The Butcher, as you may recall, is my dermatologist. I have him on speed dial. A chirpy female voice answers his office phone. He's not in, won't be for another month.  Business has apparently been good, and he is in the Caribbean tanning his bald pate. I have always wondered why the guy who preaches the "no suntan" mantra ways has that golden glow.

Anyway, I called my go-to font of information, Kay.
"Not to worry. It's broken blood vessels. You are just falling apart with age," Kay said reassuringly. "Slap some make-up on it."

Wait, this is a trend. A couple of weeks ago my trainer gazed into my eyes as I was sweating through a set of flies and said, "Your left eye is filling up with blood.

Bad news in anybody's book. By the time I got to my eye doctor a week later ( I was busy. It was the holidays) the flaming red of my eyeball was gone.

"Don't worry," he said.  "Broken blood vessels aren't uncommon at your age. Don't even have to exert yourself much. "

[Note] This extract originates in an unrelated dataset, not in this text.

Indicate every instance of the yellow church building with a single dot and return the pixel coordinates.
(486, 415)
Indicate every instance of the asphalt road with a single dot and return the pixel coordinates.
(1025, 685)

So there is a theme here. One day you are dandy and the next, ppffft! Body parts start falling off, you start leaking various things. This is not good. I hit the wall of 70 a couple of weeks ago, and let's just say, I suspect it's downhill from here. Of course I am still going to the gym several times a week, and I watch every morsel that passes my lips (watching is the operative word here. I watch it, but I still eat it) It's a sprint with Mother Time. I need new Adidas! Shoe shopping cures almost anything, even if its for gym shoes.